「生活保護裁判」全国に先駆け名古屋地裁で結審へ 原告指摘の“国の物価偽装”は認められるか
専門家も法廷で続々と異論
生活保護基準の引き下げについては、社会保障や統計学の多くの専門家も、手続きや内容に大きな問題があると裁判で証言している。 厚労省は削減した670億円のうち、90億円分は「生活保護基準部会」による検証結果をふまえた「ゆがみ調整」(世帯の人数や地域による保護費の偏りの調整)によるもの、580億円分は2008年から2011年までに物価が4.78%下落したことを反映させた「デフレ調整」によるものだと主張している。 しかし、生活保護基準部会の部会長代理を務めていた岩田正美・日本女子大名誉教授(社会福祉学)は、「ゆがみ調整」では扶助費をむしろ増額すべき世帯もあったと指摘。にもかかわらず、厚労省は部会に無断で根拠となる数値を2分の1にして計算し、全ての世帯を減額としたことを後で知り、驚いたと証言した。 岩田名誉教授はデフレ調整についても「生活保護基準部会では一切議論をしていない」と断言。部会の意見に基づかず生活保護費が大幅に削減されたことに「忸怩たる思い」を抱いていると語気を強めた。 さらに、デフレ調整で根拠とされた「生活扶助相当消費者物価指数(生活扶助CPI)」も争点となっている。

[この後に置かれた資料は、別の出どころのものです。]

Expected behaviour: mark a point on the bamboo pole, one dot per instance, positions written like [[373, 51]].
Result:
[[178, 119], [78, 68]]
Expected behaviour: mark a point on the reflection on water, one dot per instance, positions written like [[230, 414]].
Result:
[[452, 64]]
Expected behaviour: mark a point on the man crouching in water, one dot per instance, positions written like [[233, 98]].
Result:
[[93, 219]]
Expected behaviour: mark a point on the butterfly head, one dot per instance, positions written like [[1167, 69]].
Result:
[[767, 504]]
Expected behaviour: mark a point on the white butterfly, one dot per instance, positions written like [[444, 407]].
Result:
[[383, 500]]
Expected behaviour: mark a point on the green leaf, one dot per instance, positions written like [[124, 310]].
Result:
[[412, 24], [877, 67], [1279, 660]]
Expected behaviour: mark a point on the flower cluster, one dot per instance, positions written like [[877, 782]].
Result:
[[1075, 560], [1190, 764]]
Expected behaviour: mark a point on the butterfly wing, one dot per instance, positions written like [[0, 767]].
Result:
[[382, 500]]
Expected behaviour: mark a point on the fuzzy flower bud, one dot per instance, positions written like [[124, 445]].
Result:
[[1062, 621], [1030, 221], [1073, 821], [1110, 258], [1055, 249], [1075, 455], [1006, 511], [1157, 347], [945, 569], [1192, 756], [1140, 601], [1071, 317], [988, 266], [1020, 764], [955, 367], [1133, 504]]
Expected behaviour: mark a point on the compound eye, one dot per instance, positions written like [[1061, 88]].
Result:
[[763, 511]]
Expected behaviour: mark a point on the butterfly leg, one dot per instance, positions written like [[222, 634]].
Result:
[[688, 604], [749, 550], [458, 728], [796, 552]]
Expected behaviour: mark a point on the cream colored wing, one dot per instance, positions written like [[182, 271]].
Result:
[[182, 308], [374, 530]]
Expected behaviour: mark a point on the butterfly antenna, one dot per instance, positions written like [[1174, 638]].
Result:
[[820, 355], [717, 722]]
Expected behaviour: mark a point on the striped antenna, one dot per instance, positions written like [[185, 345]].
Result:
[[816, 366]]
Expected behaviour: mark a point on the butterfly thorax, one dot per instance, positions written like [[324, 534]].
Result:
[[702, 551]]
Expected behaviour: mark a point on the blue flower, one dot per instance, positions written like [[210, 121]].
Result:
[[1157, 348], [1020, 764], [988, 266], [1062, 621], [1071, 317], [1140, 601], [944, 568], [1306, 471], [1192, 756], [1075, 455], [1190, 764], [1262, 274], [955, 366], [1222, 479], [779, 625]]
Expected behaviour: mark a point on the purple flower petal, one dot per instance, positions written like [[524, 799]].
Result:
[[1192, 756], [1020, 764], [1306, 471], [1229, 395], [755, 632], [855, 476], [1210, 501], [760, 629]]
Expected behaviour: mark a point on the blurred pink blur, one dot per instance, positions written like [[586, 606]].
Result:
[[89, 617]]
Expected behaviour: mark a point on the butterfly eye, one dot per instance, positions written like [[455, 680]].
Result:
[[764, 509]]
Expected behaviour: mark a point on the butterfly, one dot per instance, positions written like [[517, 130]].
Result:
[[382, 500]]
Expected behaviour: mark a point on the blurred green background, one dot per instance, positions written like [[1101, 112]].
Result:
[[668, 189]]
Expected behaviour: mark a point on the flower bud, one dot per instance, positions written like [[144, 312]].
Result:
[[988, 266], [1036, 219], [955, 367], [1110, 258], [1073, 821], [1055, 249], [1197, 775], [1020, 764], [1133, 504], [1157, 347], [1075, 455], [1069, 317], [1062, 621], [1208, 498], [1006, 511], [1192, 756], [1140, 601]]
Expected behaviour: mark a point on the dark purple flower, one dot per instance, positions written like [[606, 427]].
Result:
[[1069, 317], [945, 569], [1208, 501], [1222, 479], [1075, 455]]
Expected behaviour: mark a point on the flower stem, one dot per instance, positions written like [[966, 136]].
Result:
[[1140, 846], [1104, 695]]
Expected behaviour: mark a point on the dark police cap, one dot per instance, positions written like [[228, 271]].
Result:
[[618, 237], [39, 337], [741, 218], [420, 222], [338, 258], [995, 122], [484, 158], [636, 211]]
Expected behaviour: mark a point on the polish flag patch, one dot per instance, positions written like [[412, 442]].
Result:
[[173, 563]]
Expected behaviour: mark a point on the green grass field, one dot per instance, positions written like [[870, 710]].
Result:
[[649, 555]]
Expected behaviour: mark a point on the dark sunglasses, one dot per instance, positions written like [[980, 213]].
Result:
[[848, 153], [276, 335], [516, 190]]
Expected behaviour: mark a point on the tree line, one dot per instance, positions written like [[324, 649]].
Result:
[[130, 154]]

統計学を専門とする上藤一郎・静岡大教授は、生活扶助CPIは厚労省による特殊な計算方式であり、学説上の裏付けはないとしている。 中日新聞の元編集委員でフリージャーナリストの白井康彦氏も証言に立った。白井氏は、厚労省が計算時に「パーシェ方式」と「ラスパイレス方式」という2つの計算方式を混合させたことや、テレビ・パソコンなどの家電の価格変動の影響を過大に評価した点をおかしいと指摘。「物価の下落率を厚労省が意図的に大きく膨らませた『物価偽装』であり、最悪の統計不正とも言うべき問題だ」と厳しく追及した。 生活扶助CPIを根拠とした今回の改定では、生活保護世帯とは支出構造が大きく異なる一般世帯の消費支出割合をもとに基準が決められた。山田壮志郎・日本福祉大准教授(社会福祉学)は「生活保護世帯の消費実態を反映しないで生活保護基準を決めることは、他人の家計簿を見て我が家の需要が決められるようなもの」と指摘。生活保護基準は要保護者の生活実態に基づいて定めるべき、とされている生活保護法に照らしても、適切ではないと言える可能性を示した。